Le deuxième tour de l’élection présidentielle a abouti à la victoire des Frères musulmans contre le candidat de l’armée qui incarnait la contre-révolution. Cela donne un délai aux révolutionnaires pour construire un mouvement de masse capable de satisfaire les revendications de la population.
Au terme d’un entre-deux tours tendu, qui a vu le Conseil suprême des forces armées (CSFA) procéder à ce qui a été qualifié de « coup d’État institutionnel », c’est finalement le candidat des Frères musulmans, Mohamed Morsi, qui a été déclaré vainqueur avec 51,8 % des voix.

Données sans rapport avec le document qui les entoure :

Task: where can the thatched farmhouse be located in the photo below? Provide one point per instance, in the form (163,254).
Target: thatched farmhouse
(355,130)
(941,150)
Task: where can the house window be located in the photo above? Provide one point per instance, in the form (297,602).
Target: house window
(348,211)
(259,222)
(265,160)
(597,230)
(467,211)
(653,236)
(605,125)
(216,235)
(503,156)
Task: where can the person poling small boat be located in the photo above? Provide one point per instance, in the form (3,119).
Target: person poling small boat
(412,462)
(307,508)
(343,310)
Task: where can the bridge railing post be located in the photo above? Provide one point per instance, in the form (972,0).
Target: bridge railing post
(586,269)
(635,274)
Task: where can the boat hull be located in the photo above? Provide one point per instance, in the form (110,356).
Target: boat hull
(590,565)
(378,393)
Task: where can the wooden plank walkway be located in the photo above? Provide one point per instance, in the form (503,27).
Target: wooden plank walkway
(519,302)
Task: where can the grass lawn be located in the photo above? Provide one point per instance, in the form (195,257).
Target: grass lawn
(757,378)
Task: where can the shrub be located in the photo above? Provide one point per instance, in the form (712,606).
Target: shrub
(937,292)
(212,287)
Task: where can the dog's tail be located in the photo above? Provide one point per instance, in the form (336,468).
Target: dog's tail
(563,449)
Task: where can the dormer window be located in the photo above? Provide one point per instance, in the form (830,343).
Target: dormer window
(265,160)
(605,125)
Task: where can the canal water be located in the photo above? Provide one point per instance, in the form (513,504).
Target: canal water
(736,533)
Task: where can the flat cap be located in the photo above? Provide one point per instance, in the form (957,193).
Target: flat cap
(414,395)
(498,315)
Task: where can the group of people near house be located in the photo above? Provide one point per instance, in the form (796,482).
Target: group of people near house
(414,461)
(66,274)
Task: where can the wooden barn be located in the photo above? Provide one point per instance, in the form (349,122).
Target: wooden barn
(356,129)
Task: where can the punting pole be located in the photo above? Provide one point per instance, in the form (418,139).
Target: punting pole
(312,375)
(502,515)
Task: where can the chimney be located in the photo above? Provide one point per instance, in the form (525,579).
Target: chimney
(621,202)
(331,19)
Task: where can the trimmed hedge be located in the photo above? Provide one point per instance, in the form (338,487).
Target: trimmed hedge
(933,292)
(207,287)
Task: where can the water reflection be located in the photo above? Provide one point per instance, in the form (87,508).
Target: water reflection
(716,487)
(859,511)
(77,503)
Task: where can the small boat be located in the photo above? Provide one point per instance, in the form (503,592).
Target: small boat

Pour la première dans l’histoire de l’Égypte républicaine, la présidence sera donc assumée par un civil. La puissante confrérie remporte ainsi, un an et demi après la révolution du 25 janvier, une victoire historique face à l’armée. Mais quelle victoire ? Morsi devra assumer une présidence surveillée de près par le CSFA qui a pris soin, le jour même du scrutin, d’en réduire drastiquement les prérogatives, tout en s’arrogeant le pouvoir législatif. Plutôt que de forcer à tout prix la victoire de son candidat, Ahmed Shafiq, au risque de provoquer un nouveau soulèvement, l’armée a semble-t-il opté pour un compromis qui lui permet de garder la main tout en plaçant les FM en première ligne face aux aspirations de la population égyptienne. Mais ce compromis ne saurait être analysé que comme provisoire, la perspective d’un coup d’État militaire, épée de Damoclès au-dessus de la révolution, restant tout à fait plausible. La défaite de Shafiq, qui avait annoncé vouloir « remettre le pays en ordre en moins d’un mois », a été accueillie avec un immense soulagement dans les rangs des révolutionnaires. Sa victoire aurait signifié, en plus d’une démoralisation générale, une répression sans retenue face au soulèvement qu’elle n’aurait pas manqué de provoquer et à tous les mouvements qui continuent de porter le processus révolutionnaire. Les Frères musulmans face à leurs contradictions
Quelques jours avant l’annonce de leur victoire, les Frères musulmans avaient une nouvelle fois fait preuve de leur puissance, des centaines de milliers de leurs partisans occupant la place Tahrir pour protester contre la dissolution du Parlement, dans des scènes qui rappelaient les dix-huit jours qui avaient abouti à la chute de Moubarak. Cette organisation qui avait cherché tout au long de l’année 2011 à négocier avec le CSFA, et avait lors de la bataille de Mohamed Mahmoud en novembre/décembre accusé les révolutionnaires de gauche « d’anarchisme » et de « sabotage », s’est alors lancée dans sa course vers le pouvoir en tant que dépositaire de la Révolution. Et maintenant ? Pour avoir adopté une attitude ambiguë vis-à-vis de l’armée et pour n’avoir résolu aucun des problèmes de la société égyptienne après leur victoire aux législatives, paraissant se préoccuper uniquement de la conquête de tous les leviers du pouvoir, les FM ont obtenu cette victoire en perdant la moitié de leurs voix en six mois. Rien n’indique que Morsi, qui a d’ores et déjà donné des gages de stabilité à la classe dirigeante du pays, notamment en annonçant qu’il respecterait tous les accords internationaux, saura se sortir de la contradiction entre une base sociale très défavorisée, qui aspire à la justice sociale, et une direction qui représente elle-même une fraction de la classe dirigeante. Concernant les questions sociétales, Morsi a semble-t-il arbitré en faveur des « réformateurs » de la confrérie en annonçant ne pas vouloir accentuer les références à la charia dans la constitution égyptienne, et en annonçant qu’il garantirait les droits des femmes et de la minorité copte. En cherchant ainsi à rassurer une partie de la population égyptienne réticente à une islamisation croissante de la société, les FM pourraient rapidement être confrontés à la constitution d’un pôle salafiste en voie de radicalisation, dans un scénario à la tunisienne. Quelle alternative ?Autant de contradictions qui devraient voir les Frères musulmans continuer à perdre de leur influence. Mais pour le profit de qui ?
La victoire de Morsi est une victoire temporaire face à la contre-révolution brutale incarnée par Shafiq. Face à ces deux forces qui se disputent la tête de l’État, les révolutionnaires devront exploiter ce délai pour se constituer en alternative et pour continuer à construire un mouvement de masse seul à même de satisfaire les revendications issues de la révolution.